16.11.2018 • Themen

Toolbox Arbeiten 4.0: Neue Technologien und Datenschutz

Big Data und KI im HR, mobile Geräte in der Produktion oder neue Collaboration Tools zur Kommunikation - die Einführung neuer Technologien in Unternehmen wirft viele Fragen auf. Allen voran die Frage, wie sich die neuen Anwendungen mit den aktuellen Datenschutzvorschriften vereinbaren lassen?

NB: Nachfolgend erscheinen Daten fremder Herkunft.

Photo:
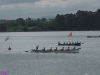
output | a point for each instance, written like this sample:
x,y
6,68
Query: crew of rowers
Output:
x,y
59,49
67,43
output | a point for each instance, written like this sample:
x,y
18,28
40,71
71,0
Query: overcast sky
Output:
x,y
13,9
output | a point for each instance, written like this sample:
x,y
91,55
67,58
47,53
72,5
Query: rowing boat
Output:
x,y
55,51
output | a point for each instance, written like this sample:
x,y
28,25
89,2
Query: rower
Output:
x,y
74,48
59,43
44,49
68,48
55,49
51,49
62,48
37,47
64,43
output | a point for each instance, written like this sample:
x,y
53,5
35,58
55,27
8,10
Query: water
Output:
x,y
19,62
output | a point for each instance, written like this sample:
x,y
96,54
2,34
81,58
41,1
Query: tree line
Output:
x,y
80,21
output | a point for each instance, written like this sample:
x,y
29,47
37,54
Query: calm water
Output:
x,y
18,62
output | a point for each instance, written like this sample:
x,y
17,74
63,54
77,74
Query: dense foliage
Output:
x,y
81,20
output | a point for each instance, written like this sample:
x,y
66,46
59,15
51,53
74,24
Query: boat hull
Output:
x,y
58,51
77,44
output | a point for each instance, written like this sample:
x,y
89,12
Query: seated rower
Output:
x,y
59,43
43,49
50,49
64,43
55,49
62,49
74,48
68,48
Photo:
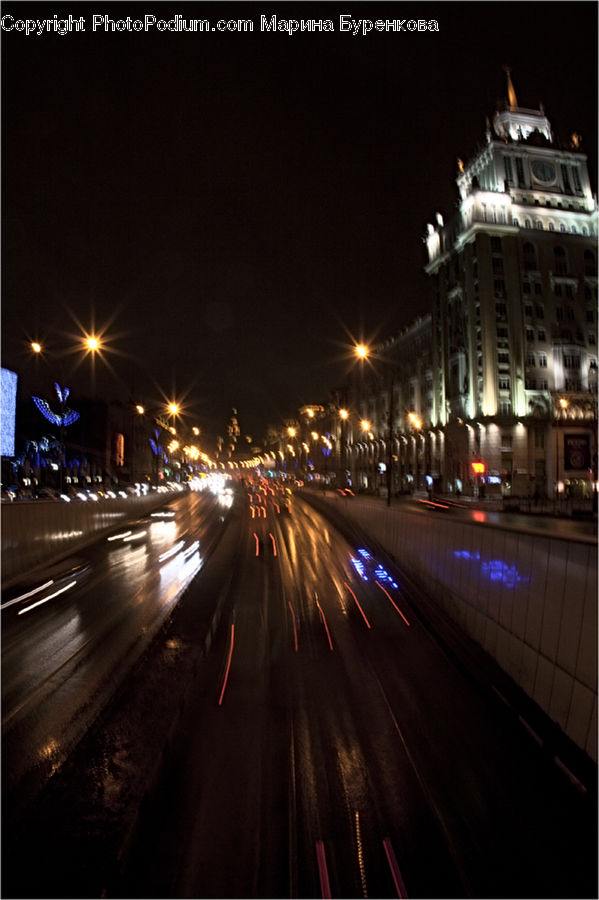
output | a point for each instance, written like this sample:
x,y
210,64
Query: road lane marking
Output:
x,y
222,693
357,604
325,887
325,623
26,596
397,879
294,625
49,597
393,602
360,854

Navigator „(Beschäftigten-)Datenschutz 4.0”
Die Digitalisierung der Arbeitswelt bietet Vorteile und Chancen einer effektiveren und sicheren Arbeitsweise mit Zeit- und Kostenersparnissen. Mit Hilfe von Datenanalysen etwa können Unternehmen ihre Personalentscheidungen und -prozesse optimieren. Sie helfen, die richtigen Bewerber in sozialen Netzwerken zu finden, gute Mitarbeiter zu fördern oder Maßnahmen der Mitarbeiterbindung gezielter einzusetzen. Zugleich stellen diese neuen Technologien Arbeitgeber hinsichtlich des Beschäftigtendatenschutzes vor Herausforderungen. Es gelten die Vorgaben der seit dem 25. Mai 2018 geltenden EU-Datenschutzgrundverordnung und des neuen Bundesdatenschutzgesetzes: Rechtmäßigkeit der Datenverarbeitung, Datenminimierung, Zweckbindung, Transparenz, Richtigkeit, Speicherbegrenzung, Integrität und Vertraulichkeit. Eine Datenschutz-Folgenabschätzung kann dabei helfen, sowohl die datenschutzrechtlichen als auch die wirtschaftlichen Risiken zu minimieren und Sanktionen zu vermeiden.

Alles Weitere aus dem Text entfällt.